The first time I made carbonara after my diagnosis I gave myself permission to eat a huge bowl and have seconds – to eat like I used to. The result? I felt awful. Bloated and nauseous. I was so sad, like a beloved friend had been taken from me.

It hasn’t though. As I write this, I am eating a doughnut in a lovely, sunny cafe, sipping an oat milk flat white. I had a salad with grains and avocado and salmon. These carbs will get me through the rest of my day, help my brain function and give me the energy for the 25-minute walk home. Plus, the doughnut is delicious and making me happy.

Laurette says an understanding of carbohydrates is helpful with diabetes because beneficial managing it can be really confusing – getting to know what works, particularly if people are monitoring their blood sugar levels – is.

“But I think there can be too much information and too much thinking about ‘what am I eating?’ Should what I’m eating be all consuming of my life – which takes me away from other things I value in my life and things where I should be investing my time and energy into?”

I expected Laurette to give me numbers – a calorie count to hit, a number of grams of carbs I was to stay under. And she wouldn’t. And I found it frustrating, honestly. I like data – a way to track how “good” I am being seemed helpful. And for a while it was – weighing my food helped me understand what 100 grams of yoghurt looked like so I know if I am getting enough protein in my day. But it also felt inherently dangerous. How much time have I lost – not just since I’ve had diabetes, but in my life – beating myself up about wanting French fries. How many times have I denied myself what I wanted, and ended up having it anyway, and then feeling bad about it?

“I’m always curious about people’s lived experience with [diet] behavior and the positives and negatives that have come from that in the past,” she says.

We need to release how to tune into the signals our bodies give us about what it wants and needs, she says. As children we are born with the ability to do this, but then we’re bombarded with all the ways we should change and treat our bodies.

“Imagine if I’m noticing the physical signs of hunger. But my [calorie counting] app tells me I’m at my limit, what happens in that situation? Does that then rise give rise to things like guilt and shame, which should never be coming into eating decisions? And when we’re in shame, we can’t take care of ourselves.”

I want to underline that last bit. Or travel back in time and show it to my teenage self. I want to put stickers on the front page of magazines and write a bot that replies to tweets promoting diets. Imagine not feeling guilt about what you eat. Imagine a life in which no one had ever told you “you shouldn’t eat that” or asked “do you really need that?”

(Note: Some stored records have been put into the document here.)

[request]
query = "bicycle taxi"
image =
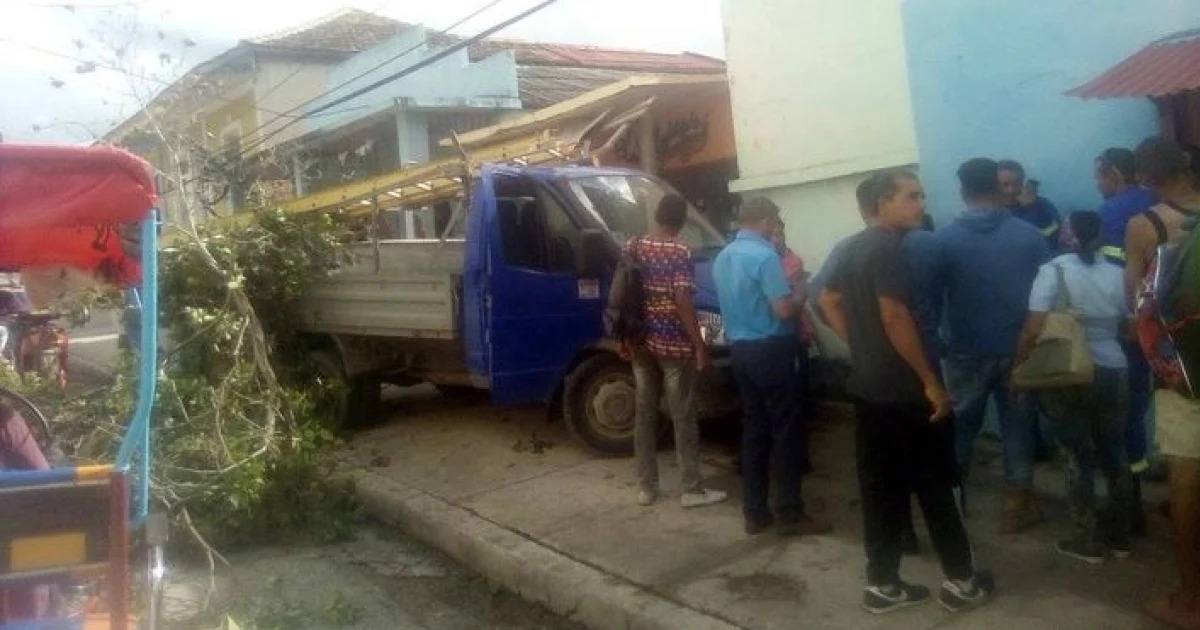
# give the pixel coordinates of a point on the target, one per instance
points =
(75, 529)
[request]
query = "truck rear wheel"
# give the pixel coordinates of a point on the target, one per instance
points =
(354, 401)
(599, 402)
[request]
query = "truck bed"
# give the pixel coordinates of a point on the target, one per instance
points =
(405, 288)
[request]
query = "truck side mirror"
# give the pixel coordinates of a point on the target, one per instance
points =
(594, 255)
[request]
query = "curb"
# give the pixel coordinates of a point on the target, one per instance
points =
(532, 570)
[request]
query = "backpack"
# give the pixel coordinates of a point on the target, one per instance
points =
(1168, 310)
(624, 317)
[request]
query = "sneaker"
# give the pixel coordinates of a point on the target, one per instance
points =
(805, 526)
(880, 600)
(757, 526)
(705, 497)
(1080, 550)
(961, 594)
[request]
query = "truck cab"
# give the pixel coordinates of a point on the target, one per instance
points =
(522, 297)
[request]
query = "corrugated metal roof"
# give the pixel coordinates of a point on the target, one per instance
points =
(354, 30)
(1168, 66)
(351, 30)
(543, 87)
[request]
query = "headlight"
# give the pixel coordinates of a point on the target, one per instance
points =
(712, 328)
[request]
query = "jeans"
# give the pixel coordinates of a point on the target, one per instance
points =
(1141, 388)
(971, 382)
(676, 379)
(1090, 423)
(772, 431)
(898, 450)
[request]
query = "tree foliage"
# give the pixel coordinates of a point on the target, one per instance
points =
(241, 425)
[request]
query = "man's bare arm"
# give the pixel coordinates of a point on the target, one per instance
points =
(1140, 244)
(834, 312)
(900, 327)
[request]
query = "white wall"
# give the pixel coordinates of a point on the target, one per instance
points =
(820, 93)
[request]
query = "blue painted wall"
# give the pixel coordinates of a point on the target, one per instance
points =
(988, 78)
(453, 82)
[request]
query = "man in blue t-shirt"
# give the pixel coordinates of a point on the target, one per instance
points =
(757, 307)
(990, 261)
(1023, 199)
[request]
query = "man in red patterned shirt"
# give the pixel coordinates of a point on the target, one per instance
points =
(671, 358)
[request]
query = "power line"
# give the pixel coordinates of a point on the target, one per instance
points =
(377, 66)
(118, 69)
(153, 78)
(425, 63)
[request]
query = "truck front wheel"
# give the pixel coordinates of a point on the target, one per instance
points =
(599, 403)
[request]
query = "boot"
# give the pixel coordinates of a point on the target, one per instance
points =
(1138, 527)
(1020, 511)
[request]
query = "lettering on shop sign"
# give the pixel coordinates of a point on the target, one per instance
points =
(681, 137)
(677, 138)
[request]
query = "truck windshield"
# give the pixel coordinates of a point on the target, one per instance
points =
(625, 205)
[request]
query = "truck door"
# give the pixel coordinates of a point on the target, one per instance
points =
(539, 312)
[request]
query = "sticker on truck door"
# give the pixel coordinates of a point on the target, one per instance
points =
(589, 289)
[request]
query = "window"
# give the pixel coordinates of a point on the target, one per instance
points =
(535, 229)
(234, 167)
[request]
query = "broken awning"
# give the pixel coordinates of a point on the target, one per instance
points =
(71, 205)
(1168, 66)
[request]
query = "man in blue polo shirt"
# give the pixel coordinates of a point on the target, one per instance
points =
(757, 306)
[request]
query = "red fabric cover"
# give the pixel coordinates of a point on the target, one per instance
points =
(60, 205)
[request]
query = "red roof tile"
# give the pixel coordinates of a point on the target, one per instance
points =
(1168, 66)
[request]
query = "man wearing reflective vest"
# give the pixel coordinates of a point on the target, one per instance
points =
(1123, 201)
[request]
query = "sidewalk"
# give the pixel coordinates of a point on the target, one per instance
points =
(478, 477)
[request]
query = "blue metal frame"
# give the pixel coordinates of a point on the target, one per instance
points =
(137, 437)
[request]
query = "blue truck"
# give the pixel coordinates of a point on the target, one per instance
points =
(508, 297)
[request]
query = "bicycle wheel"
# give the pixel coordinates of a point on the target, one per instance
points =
(39, 425)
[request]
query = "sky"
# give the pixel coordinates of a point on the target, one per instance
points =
(70, 71)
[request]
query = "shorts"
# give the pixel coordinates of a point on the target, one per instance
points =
(1177, 425)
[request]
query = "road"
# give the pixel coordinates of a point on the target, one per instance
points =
(93, 347)
(382, 580)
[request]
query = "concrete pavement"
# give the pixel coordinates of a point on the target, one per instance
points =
(511, 497)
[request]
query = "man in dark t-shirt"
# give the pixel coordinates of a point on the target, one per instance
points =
(904, 441)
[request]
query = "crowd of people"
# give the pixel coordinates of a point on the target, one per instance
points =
(937, 323)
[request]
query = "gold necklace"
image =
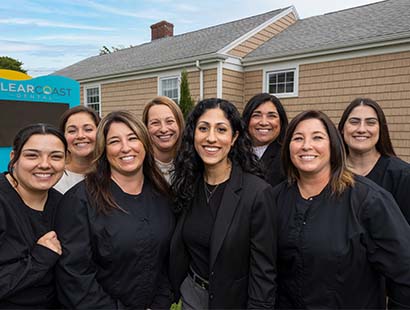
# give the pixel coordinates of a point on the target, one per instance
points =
(209, 193)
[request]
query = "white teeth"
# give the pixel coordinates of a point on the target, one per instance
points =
(308, 157)
(42, 175)
(127, 158)
(361, 138)
(211, 149)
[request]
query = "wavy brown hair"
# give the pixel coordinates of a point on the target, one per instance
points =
(341, 177)
(383, 145)
(98, 181)
(176, 111)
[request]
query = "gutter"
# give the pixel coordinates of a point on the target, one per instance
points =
(201, 80)
(209, 58)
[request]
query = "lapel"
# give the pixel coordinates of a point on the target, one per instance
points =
(16, 206)
(226, 212)
(271, 152)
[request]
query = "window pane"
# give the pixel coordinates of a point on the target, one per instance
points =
(281, 77)
(289, 76)
(289, 87)
(281, 88)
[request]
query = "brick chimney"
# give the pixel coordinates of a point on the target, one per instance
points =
(161, 30)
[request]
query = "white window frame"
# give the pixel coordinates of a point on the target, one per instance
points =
(294, 69)
(169, 77)
(86, 103)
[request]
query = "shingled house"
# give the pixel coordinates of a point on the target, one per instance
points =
(320, 62)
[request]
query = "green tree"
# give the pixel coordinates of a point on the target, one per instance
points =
(11, 64)
(186, 103)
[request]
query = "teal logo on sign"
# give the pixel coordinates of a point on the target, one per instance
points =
(56, 89)
(41, 93)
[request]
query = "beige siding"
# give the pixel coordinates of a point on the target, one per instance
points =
(210, 77)
(263, 35)
(128, 95)
(232, 87)
(193, 81)
(253, 84)
(331, 86)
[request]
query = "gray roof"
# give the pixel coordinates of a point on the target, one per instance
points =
(165, 51)
(378, 22)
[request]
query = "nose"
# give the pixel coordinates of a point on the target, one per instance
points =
(44, 162)
(163, 127)
(211, 138)
(263, 120)
(125, 148)
(80, 134)
(306, 144)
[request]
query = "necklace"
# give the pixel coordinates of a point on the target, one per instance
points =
(209, 193)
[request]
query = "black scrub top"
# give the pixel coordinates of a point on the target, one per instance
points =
(334, 251)
(393, 174)
(114, 260)
(26, 268)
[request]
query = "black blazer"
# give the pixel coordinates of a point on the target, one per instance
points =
(242, 268)
(271, 164)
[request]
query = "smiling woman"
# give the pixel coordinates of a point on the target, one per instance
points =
(79, 125)
(365, 132)
(116, 225)
(339, 236)
(224, 247)
(165, 124)
(29, 248)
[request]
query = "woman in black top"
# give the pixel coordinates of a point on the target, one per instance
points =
(370, 152)
(224, 246)
(116, 225)
(339, 234)
(29, 248)
(266, 122)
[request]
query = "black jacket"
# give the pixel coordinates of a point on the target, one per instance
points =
(242, 267)
(115, 260)
(334, 252)
(26, 268)
(271, 164)
(393, 175)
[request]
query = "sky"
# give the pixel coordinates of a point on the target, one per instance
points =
(50, 35)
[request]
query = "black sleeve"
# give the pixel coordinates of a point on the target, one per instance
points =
(388, 244)
(163, 297)
(77, 285)
(18, 273)
(401, 193)
(262, 271)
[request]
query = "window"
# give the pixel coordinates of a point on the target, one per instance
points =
(93, 99)
(169, 87)
(282, 82)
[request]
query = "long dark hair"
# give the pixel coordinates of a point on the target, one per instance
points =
(383, 145)
(99, 179)
(340, 177)
(25, 133)
(259, 99)
(189, 166)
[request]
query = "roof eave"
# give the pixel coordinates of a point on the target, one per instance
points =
(326, 50)
(191, 61)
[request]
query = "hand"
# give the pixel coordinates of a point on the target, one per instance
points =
(49, 240)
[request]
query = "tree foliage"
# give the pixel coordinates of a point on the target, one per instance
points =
(186, 102)
(11, 64)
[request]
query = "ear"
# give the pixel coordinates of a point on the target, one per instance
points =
(234, 138)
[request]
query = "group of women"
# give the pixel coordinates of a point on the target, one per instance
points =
(221, 212)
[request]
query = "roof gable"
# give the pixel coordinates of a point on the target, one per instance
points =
(165, 51)
(377, 22)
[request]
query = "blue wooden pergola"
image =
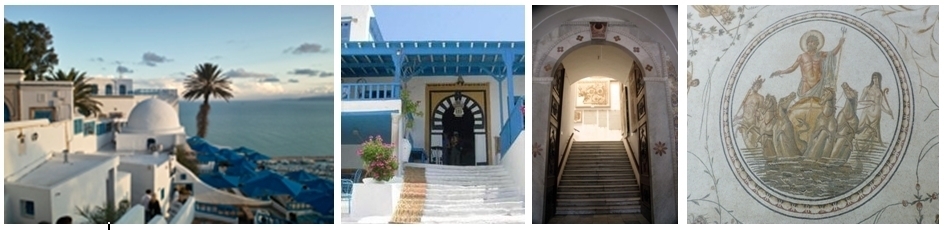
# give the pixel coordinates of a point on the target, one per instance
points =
(403, 60)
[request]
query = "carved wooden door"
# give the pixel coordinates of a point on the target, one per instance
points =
(645, 182)
(553, 143)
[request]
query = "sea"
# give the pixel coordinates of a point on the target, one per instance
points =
(276, 128)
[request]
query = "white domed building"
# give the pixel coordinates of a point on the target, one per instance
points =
(152, 126)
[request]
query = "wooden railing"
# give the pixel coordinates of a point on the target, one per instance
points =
(562, 161)
(632, 158)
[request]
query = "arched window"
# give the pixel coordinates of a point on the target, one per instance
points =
(6, 113)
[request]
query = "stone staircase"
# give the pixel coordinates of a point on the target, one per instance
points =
(598, 179)
(471, 194)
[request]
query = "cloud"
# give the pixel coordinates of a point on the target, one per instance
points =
(241, 73)
(306, 48)
(270, 79)
(309, 72)
(122, 70)
(152, 59)
(321, 89)
(254, 89)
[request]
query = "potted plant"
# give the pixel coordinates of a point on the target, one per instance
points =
(379, 158)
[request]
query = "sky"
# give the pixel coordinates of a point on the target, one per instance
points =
(451, 23)
(269, 52)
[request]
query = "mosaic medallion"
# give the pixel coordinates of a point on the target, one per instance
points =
(816, 114)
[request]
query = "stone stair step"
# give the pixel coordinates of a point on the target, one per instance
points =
(598, 202)
(614, 181)
(587, 210)
(498, 219)
(598, 187)
(614, 170)
(596, 194)
(593, 175)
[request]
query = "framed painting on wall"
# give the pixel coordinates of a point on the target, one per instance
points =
(593, 94)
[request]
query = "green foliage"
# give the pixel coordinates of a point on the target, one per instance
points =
(207, 80)
(379, 159)
(100, 215)
(27, 45)
(81, 92)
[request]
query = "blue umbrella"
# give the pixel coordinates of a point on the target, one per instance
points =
(301, 176)
(230, 154)
(320, 185)
(241, 171)
(319, 201)
(255, 156)
(220, 181)
(244, 150)
(257, 175)
(271, 184)
(204, 158)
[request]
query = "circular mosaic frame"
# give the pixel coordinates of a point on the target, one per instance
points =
(871, 185)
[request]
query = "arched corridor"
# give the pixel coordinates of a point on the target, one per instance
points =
(605, 112)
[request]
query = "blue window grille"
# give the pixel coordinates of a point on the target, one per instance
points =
(78, 126)
(90, 128)
(346, 29)
(28, 208)
(39, 114)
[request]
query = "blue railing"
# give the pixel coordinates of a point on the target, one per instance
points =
(512, 126)
(216, 209)
(265, 218)
(154, 92)
(370, 91)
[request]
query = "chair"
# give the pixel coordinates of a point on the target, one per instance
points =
(347, 190)
(436, 157)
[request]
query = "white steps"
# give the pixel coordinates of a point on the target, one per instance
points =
(470, 195)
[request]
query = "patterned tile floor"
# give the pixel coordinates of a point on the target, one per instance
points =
(600, 219)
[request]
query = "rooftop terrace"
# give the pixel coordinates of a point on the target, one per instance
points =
(56, 170)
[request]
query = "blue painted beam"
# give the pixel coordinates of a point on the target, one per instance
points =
(432, 48)
(510, 78)
(476, 65)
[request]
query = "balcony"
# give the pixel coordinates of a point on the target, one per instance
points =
(370, 91)
(513, 126)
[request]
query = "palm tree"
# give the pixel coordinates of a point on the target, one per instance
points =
(108, 214)
(207, 80)
(81, 92)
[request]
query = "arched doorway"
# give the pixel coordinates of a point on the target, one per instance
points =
(650, 78)
(461, 111)
(458, 123)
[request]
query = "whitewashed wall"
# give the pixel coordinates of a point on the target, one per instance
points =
(86, 189)
(41, 204)
(20, 156)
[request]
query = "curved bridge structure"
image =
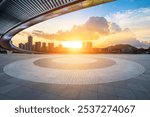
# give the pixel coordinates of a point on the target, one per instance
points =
(17, 15)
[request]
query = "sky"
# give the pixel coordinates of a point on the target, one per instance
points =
(132, 14)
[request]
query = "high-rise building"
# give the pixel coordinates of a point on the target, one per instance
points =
(37, 46)
(83, 45)
(21, 45)
(50, 46)
(44, 48)
(89, 45)
(30, 42)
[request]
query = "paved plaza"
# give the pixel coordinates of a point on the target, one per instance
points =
(88, 77)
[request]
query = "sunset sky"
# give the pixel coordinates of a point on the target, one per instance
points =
(122, 21)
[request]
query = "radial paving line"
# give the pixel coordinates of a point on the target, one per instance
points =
(27, 70)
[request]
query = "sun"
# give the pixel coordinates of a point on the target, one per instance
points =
(72, 44)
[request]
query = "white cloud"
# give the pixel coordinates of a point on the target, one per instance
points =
(138, 19)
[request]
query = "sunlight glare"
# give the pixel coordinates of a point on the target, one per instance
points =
(72, 44)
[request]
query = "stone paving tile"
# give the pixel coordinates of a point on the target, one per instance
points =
(23, 93)
(70, 93)
(4, 76)
(120, 92)
(109, 90)
(48, 96)
(17, 81)
(104, 96)
(3, 83)
(4, 97)
(136, 87)
(7, 88)
(141, 95)
(92, 87)
(87, 95)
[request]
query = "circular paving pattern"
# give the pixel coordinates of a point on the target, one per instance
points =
(75, 63)
(77, 69)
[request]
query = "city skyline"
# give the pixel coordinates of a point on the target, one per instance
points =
(80, 47)
(118, 16)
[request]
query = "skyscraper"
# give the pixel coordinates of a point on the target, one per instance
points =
(50, 47)
(37, 46)
(44, 48)
(30, 41)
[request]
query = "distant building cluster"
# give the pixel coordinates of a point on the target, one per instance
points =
(38, 46)
(87, 47)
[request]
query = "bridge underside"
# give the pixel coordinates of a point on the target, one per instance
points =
(17, 15)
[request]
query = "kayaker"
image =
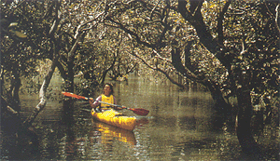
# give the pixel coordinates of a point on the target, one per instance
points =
(106, 96)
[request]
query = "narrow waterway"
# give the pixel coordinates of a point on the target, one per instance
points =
(180, 126)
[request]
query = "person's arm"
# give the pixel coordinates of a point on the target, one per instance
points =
(115, 107)
(95, 103)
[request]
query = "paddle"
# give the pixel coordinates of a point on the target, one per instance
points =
(138, 111)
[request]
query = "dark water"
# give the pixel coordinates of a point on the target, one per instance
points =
(180, 126)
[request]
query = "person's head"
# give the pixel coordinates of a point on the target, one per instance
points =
(108, 89)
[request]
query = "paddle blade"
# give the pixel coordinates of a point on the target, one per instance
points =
(68, 94)
(140, 111)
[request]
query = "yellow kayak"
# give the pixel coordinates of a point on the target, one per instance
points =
(109, 132)
(111, 117)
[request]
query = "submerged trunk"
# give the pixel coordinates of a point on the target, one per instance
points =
(245, 111)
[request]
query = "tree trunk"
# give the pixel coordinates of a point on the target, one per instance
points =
(42, 93)
(245, 110)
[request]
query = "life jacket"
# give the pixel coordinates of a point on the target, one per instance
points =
(107, 99)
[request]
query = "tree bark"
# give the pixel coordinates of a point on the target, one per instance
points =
(42, 94)
(245, 110)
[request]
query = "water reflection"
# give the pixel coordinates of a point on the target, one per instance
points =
(178, 127)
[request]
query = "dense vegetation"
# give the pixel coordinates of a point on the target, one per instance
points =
(230, 47)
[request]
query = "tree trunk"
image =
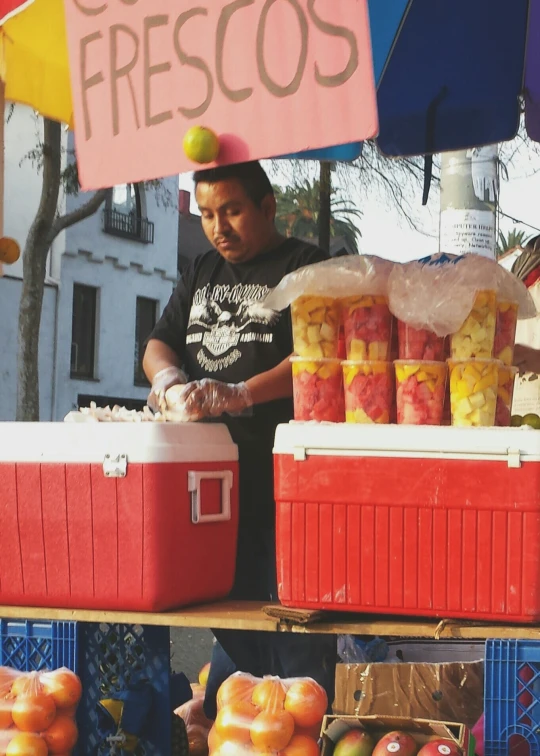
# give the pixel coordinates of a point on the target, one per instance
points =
(35, 254)
(325, 199)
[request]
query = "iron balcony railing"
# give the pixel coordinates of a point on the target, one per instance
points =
(128, 226)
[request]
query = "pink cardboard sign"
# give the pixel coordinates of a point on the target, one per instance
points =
(268, 76)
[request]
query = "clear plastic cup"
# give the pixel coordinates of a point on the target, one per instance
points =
(420, 344)
(476, 337)
(369, 391)
(505, 332)
(315, 323)
(473, 391)
(505, 394)
(318, 390)
(367, 323)
(420, 392)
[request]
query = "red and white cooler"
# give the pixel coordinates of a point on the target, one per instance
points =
(118, 516)
(422, 521)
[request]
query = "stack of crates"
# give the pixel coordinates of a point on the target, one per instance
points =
(512, 698)
(108, 658)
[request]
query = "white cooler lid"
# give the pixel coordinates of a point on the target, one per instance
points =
(140, 442)
(420, 441)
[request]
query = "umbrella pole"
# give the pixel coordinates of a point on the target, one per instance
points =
(2, 123)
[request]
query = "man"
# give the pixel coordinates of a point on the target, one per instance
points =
(236, 354)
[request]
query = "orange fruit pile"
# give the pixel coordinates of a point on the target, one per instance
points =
(37, 712)
(267, 716)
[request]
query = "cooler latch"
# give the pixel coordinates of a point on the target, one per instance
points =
(514, 458)
(194, 487)
(115, 467)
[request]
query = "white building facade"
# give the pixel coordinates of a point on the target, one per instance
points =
(109, 278)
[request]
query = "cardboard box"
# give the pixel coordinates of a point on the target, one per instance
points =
(422, 730)
(442, 692)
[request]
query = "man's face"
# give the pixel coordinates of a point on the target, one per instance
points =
(232, 222)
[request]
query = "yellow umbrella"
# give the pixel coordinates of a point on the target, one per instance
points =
(34, 68)
(34, 60)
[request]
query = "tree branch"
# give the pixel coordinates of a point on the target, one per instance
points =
(85, 211)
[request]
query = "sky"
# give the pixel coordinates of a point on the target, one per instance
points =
(386, 233)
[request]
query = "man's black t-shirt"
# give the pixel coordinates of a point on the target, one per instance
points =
(216, 323)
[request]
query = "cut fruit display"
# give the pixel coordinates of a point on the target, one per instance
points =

I can have pasta. I know I am not great at pasta in moderation, so here’s my plan for myself. I will have pasta on special occasions, when I want to cook for someone I love, or to celebrate at my favorite Italian restaurant. My lifelong dream to learn to make pasta at the elbow of someone’s Italian grandmother can stick around.

In the meantime, I can follow Laurette’s advice and listen to my body. Eat when I am hungry and stop when I am full. Make sure my blood sugar isn’t swinging around all over the place by managing carbs, and combining them with proteins and fats and green vegetables. Exercise to help my body manage the glucose. And maybe stop overthinking all of it.

After all, I have this doughnut to finish.

* All dietitian appointments were fully paid for by me. Please seek your own advice from health care professionals.